- Born: Khin One November 24, 1947 Pyay, Bago Region, Myanmar
- Died: February 3, 2000 (aged 52) Pyay, Bago Region
- Education: Yangon University
- Occupations: Singer, writer, painter
- Known for: Na Di Min Gala song
- Style: hippi
- Spouse: Khin Lay Myint
- Children: 4

= Khin One =

Burmese multi-media artist (1947–2000)

Khin One (Burmese: ခင်ဝမ်း; November 24, 1947 — February 3, 2000) was a Burmese painter, writer, and singer. He was the author of the book Scatetasa Panchi which was released in the 1970s.

One released 12 albums, including popular songs, "Hnin", "The Irrawaddy", "Amay," "Pyi Hmar Saung", "Pann Khayan Pyar", "King of Arrows", and "Seven States".

==Early life ==
On October 24, 1947, One was born in Pyay, Bago Region, Myanmar, as the son of Aung Khin, a Japanese engineer. He came to Myanmar to work during World War II, during Thakin Ba Thein Tin's rule of Burma.

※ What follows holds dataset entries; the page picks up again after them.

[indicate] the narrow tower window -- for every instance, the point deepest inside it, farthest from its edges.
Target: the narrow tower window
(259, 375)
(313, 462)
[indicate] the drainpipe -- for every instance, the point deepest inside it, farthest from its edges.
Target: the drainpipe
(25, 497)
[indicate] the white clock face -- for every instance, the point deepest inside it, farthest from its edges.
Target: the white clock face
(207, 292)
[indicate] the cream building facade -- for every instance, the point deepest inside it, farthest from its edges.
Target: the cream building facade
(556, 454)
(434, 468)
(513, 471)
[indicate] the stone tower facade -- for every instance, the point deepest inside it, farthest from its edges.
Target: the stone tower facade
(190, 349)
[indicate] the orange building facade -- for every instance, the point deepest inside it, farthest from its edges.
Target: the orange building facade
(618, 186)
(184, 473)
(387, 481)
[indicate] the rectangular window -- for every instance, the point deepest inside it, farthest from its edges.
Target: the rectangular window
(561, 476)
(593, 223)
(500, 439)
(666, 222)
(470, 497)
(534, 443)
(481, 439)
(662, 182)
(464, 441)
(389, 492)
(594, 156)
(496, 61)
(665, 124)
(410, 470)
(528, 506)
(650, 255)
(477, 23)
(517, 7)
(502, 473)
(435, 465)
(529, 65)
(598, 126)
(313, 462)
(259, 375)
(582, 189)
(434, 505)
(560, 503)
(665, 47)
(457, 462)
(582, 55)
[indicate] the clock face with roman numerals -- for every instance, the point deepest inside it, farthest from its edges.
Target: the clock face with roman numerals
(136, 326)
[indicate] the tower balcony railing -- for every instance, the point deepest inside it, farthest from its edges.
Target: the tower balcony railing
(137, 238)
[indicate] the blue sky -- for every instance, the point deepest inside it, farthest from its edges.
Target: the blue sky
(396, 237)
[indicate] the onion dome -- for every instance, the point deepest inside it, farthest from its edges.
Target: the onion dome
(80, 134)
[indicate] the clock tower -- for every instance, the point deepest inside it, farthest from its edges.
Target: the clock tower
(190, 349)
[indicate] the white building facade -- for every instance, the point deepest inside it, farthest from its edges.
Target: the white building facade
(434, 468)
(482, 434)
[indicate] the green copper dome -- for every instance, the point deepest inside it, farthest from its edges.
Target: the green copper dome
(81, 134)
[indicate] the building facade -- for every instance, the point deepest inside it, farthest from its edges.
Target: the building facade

He studied zoology at Yangon University.

==Career==
One began exhibiting his paintings at the School Art Exhibition in 1969. At that time, he worked as an artist. In January 1971, he published Scatetasa Panchi. In June of that year, he translated Chinese author Maw Tun's "Episode" for Moe Wei Magazine, under the title Mirror of Life. He illustrated the novel himself and translated it under the pen name San Kyi Kyawt. He also self-published and translated Albert Camus' novel The Guest in Moe Wei Magazine.

In March 1973, he wrote a painting article in the People's Star Journal entitled Automotive Sceenzain, about the American author Gartrustin in Phyu, Nyi, Nyo, Pyar Magazine. On August 6 of that year, the Myetnhar Scaim Solo Art Exhibition was shown at Thein Phyu Road, Doctors Association Building, Yangon. He also held the Arrow King Solo Art Exhibition at The Lokanat Gallery in Yangon. In 1973 he founded East Village with Kyi Twe, an art training school in Yangon, headed by Sein Khin Maung Yee. He worked as an art instructor at that school along with a music instructor, Saung Ko Thein Pe.

==Albums==
- (နှင်းဆီဖြူရဲ့ အဝေးကလူတစ်ယောက်)
- (ပြည်မှာဆောင်း) 1979
- (အိပ်မက်)
- (စိတ်ကြိုက်ပြန်ဆိုတေး)
- (ပန်းခရမ်းပြာ)
- (အမှောင်ကို ထွန်းညှိမယ့်မီးအိမ်)
- (လိုတရ အကြည့်)
- (မင်းလျှောက်ခဲ့တဲ့လမ်း)
- (ခင်ဝမ်း အကောင်းဆုံးသီချင်းများ)
- (ခင်ဝမ်း လက်ရွေးစင်-၁)
- (ခင်ဝမ်း လက်ရွေးစင်-၂)
- (တဖန်ပြန်လည်၍ ဖြတ်သန်းခြင်း)

==Personal life==
In September 1969, One married Khin Lay Myint. They had four children.

==Death==
On February 3, 2000, One died in Yangon, Myanmar.